Cooperative Extension at The University of Arizona understands the importance of helping children and youth find that “spark,” and its 4-H program sets out to make that happen.
Cooperative Extension, part of the university’s College of Agriculture and Life Sciences, serves as a link between the University of Arizona and individuals in an effort to help improve lives, families, communities, the environment and economies.
4-H, one of its programs, is considered the ‘first class’ of the University of Arizona as it works with youth to encourage them to work with others and prepare for their futures.
“Our main objective is around positive youth development,” Jeremy Elliott-Engel, associate director of 4-H youth development within the Cooperative Extension at the University of Arizona, said. “So, the idea is that we help a young person find a spark and help that young person develop mastery in that interest.”
He explained that 4-H’s objective helps build the “5 Cs” for its participants.
When 4-H first began, it focused on agriculture. Now it offers programs and learning opportunities for a variety of interests.
“4-H nationally realizes that only 2 percent of our population grows up on a production farm, and 20 percent of our population has parents in the workforce dealing with the [agriculture] industry,” Elliott-Engel said. “We have an opportunity to share more about where our food comes from because we are in that space in non-[agriculture] participants. And then also, we do lots of work around STEM and leadership and healthy living reaching those other populations.”

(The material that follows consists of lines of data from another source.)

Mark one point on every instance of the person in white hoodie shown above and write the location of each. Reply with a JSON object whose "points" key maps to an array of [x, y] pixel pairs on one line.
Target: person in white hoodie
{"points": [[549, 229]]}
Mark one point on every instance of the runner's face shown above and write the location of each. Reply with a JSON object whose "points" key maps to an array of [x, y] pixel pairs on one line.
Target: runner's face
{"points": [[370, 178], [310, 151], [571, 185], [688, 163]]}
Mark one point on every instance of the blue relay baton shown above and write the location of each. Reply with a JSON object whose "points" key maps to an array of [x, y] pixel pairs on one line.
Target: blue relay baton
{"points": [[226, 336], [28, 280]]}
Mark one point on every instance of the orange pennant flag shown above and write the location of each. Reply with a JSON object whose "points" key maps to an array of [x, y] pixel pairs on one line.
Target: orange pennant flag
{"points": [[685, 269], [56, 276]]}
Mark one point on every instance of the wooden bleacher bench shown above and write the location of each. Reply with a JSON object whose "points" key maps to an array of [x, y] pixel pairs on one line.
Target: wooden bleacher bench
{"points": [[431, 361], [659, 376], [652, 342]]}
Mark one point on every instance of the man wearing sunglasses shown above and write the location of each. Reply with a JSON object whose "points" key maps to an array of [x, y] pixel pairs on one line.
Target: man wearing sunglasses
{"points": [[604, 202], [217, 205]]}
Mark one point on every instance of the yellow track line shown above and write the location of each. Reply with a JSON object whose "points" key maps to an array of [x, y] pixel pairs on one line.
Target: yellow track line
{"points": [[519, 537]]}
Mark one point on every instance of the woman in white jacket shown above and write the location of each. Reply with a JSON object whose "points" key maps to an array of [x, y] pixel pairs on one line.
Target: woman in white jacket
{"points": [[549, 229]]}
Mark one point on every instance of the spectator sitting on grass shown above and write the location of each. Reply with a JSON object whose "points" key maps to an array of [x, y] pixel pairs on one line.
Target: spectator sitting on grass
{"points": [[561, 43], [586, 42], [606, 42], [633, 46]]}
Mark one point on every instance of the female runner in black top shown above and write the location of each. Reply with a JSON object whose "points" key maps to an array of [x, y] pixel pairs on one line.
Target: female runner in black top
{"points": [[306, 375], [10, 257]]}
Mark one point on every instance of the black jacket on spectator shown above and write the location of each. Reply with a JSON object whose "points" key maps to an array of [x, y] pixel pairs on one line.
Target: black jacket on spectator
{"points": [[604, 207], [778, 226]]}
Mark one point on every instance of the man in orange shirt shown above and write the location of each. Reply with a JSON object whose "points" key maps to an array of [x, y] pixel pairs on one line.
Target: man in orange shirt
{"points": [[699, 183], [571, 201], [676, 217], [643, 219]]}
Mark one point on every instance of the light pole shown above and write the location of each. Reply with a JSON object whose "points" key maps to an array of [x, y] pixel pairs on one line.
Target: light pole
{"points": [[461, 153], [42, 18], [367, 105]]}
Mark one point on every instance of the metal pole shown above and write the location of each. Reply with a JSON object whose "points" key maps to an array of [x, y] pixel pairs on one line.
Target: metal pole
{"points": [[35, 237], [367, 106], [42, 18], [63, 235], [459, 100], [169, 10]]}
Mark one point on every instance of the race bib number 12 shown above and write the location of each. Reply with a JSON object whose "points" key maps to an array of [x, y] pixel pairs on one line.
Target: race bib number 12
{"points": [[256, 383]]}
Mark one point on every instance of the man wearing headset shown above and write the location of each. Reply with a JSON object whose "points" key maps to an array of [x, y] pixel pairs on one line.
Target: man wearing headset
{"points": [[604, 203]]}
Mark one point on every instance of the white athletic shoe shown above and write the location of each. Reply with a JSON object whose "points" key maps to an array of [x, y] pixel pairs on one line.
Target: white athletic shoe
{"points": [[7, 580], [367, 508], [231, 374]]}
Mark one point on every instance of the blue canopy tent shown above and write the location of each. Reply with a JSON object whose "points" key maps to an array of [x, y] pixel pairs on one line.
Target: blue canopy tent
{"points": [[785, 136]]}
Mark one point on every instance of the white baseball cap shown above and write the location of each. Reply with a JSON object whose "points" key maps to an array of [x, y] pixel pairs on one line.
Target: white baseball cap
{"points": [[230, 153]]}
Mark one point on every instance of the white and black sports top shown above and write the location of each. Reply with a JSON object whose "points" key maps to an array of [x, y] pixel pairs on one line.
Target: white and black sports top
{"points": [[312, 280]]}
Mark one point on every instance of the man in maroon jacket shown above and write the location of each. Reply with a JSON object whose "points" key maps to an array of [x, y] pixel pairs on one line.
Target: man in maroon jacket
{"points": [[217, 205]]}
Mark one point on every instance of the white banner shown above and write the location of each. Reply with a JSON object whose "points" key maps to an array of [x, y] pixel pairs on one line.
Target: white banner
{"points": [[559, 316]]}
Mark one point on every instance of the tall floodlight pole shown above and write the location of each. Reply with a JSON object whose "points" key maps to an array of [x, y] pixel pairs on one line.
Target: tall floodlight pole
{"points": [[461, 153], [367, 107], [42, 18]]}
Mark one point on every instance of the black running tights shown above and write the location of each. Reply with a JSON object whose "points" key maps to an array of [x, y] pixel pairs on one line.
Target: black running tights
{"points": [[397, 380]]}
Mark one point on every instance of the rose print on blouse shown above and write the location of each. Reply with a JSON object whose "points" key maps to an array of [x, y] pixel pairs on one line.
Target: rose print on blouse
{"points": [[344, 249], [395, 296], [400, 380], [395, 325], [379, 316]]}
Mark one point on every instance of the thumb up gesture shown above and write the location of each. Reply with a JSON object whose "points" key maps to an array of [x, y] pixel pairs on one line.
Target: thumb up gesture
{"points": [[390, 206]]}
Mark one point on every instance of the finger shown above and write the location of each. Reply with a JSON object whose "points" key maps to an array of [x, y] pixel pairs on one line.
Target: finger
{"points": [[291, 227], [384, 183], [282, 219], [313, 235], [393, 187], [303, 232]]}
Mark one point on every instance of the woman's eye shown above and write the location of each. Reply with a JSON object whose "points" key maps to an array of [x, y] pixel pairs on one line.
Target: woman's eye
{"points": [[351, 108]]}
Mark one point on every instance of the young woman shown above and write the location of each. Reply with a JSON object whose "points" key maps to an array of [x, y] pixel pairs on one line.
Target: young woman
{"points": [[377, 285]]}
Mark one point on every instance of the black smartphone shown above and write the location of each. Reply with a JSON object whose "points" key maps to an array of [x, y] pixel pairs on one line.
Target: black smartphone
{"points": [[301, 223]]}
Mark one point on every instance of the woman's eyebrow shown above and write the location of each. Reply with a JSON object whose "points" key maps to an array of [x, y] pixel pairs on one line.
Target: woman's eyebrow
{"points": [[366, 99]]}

In addition to the participants’ specific interest, 4-H encourages financial preparation.
“There’s encouragement to understand it as a business. If they’re raising a steer, then they’re asked to do the financials on that,” Elliott-Engel said.
He explained, “they’re also asked to do a budget, how they’re expending, are they making any money? And they might not. But, at least they know how much it is they’re spending on those hobbies that’s an interest of theirs.”
Providing a wide range of programs allows children and youth, who are often unsure of their path, to find something that piques their interest.
“I think it all goes back to this idea of the spark, you know? There’s lots of young people that just are like, ‘I don’t know what it is I’m interested in.’ And that’s OK,” Elliott-Engel said. “We’ll take in people and say, ‘Show up.’”
4-H provides children and youth with useful skills and prepares them for their future endeavors. One example of this is Ethel Branch, the Attorney General of the Navajo Nation and former 4-H participant.
“In my high school, we didn’t do a lot of writing. But to do the demonstration projects for 4-H, you’d have to do research, and prepare and organize your presentation in writing,” Branch said in a press release. “It’s very similar to being a lawyer in terms of organizing your arguments, having your exhibits and being able to respond to questions from the people you’re presenting to.”
Elliott-Engel said, “There’s just so much opportunity to give voice to young people and to allow them to see their future in their own community, and to make an impact in their community. I think Ethel embodies that.”